Of course I am not at all qualified to give advice on this subject or even begin to recognise that it is toxic personality - just to pass on what happened with my friend.
After a lot of thought and preparation, he sat his partner down and made it very that he held her in very high regard and wanted a successful and enduring relationship. That lead on to him saying how hurt he was by some of her comments, wondered if there was much respect there, and how it was effecting how he felt about her. He was very careful not to get defensive about any spontaneous responses she gave.

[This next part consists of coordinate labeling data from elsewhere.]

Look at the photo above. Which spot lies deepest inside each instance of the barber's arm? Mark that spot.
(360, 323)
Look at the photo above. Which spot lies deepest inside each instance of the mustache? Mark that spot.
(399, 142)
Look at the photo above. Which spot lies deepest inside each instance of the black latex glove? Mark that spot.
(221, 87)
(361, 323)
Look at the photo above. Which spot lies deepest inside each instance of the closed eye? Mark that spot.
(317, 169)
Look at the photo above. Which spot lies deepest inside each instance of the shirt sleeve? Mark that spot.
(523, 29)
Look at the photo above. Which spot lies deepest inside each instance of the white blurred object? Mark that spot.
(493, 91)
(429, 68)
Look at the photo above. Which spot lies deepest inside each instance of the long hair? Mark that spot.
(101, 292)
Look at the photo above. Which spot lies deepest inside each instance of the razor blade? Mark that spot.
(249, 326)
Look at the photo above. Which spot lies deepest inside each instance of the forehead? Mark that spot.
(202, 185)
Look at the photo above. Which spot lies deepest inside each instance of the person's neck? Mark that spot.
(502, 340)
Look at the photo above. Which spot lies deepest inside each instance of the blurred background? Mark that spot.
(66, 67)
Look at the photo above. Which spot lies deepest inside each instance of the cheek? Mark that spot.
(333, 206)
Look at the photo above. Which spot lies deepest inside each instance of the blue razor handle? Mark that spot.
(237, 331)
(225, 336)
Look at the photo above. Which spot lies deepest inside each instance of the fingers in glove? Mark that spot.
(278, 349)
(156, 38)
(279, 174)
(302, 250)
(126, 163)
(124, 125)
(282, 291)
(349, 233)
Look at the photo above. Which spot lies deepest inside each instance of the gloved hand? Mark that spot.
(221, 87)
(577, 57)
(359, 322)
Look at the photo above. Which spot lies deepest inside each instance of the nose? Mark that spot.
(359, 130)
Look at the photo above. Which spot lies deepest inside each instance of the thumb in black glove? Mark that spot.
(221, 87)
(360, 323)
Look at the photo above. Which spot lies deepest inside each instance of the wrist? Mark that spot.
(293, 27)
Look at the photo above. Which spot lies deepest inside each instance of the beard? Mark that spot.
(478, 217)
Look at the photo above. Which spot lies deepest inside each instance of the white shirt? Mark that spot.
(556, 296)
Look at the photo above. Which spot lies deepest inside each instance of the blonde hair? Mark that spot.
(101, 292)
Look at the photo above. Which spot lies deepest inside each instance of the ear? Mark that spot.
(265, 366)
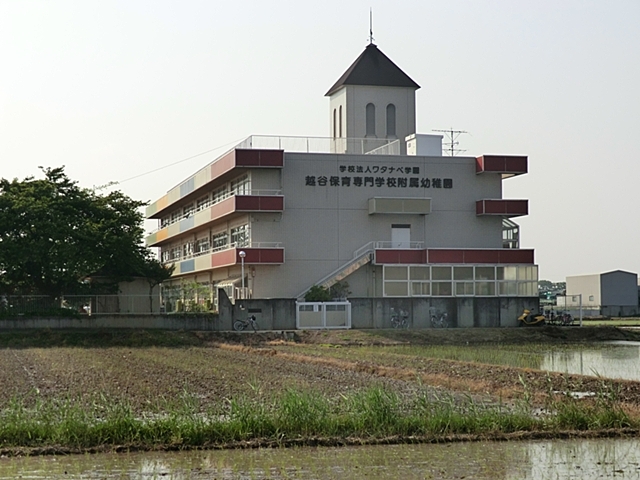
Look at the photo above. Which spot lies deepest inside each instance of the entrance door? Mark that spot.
(400, 236)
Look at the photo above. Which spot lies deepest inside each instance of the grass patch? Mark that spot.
(97, 338)
(373, 413)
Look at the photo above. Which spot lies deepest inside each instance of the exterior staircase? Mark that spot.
(361, 257)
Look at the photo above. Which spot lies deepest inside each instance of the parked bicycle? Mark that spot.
(399, 319)
(440, 320)
(565, 318)
(559, 318)
(240, 325)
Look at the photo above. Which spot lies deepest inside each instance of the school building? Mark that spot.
(374, 204)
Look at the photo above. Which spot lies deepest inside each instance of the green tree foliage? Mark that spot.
(54, 235)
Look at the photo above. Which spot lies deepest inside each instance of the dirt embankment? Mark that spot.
(436, 336)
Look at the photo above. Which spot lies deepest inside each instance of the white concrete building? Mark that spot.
(610, 294)
(374, 204)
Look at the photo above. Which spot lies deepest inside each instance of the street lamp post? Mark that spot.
(242, 254)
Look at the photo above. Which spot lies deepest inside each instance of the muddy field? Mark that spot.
(145, 367)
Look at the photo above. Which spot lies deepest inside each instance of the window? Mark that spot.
(202, 203)
(188, 210)
(174, 253)
(371, 120)
(202, 245)
(391, 120)
(187, 250)
(219, 240)
(240, 236)
(219, 194)
(241, 186)
(335, 123)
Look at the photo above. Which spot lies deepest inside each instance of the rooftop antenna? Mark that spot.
(452, 141)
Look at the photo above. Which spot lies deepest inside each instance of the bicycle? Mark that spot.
(399, 319)
(240, 325)
(440, 321)
(566, 319)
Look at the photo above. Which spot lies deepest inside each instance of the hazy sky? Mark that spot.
(115, 89)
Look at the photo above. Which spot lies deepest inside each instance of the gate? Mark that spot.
(320, 315)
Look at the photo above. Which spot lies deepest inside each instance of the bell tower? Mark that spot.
(372, 103)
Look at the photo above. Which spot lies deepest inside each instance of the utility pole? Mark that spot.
(452, 141)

That set up a suitable platform to ask her if everything was OK and could he possibly help in any way. From what I have heard, her response was heartbreaking - personal childhood details that my friend was never aware about. He was careful to listen intently and not interrupt - just listen and acknowledge what she was saying.
The good news is that once the background was in the open, the two of them could discuss their feelings much more openly and with the respect that was missing earlier. He said it was quite difficult to do so initially, but did get easier with practice.
They are still together and I understand have a pretty good relationship, although from time to time my friend has to remind her of their discussion.
So from what I hear, your situation may benefit from a similar response, but I hasten to add that every relationship is different and may benefit from a slightly different approach.
It may be worthwhile seeking professional advice as recommended by Geoff.
I hope this helps a little bit - very happy to discuss further if that would help.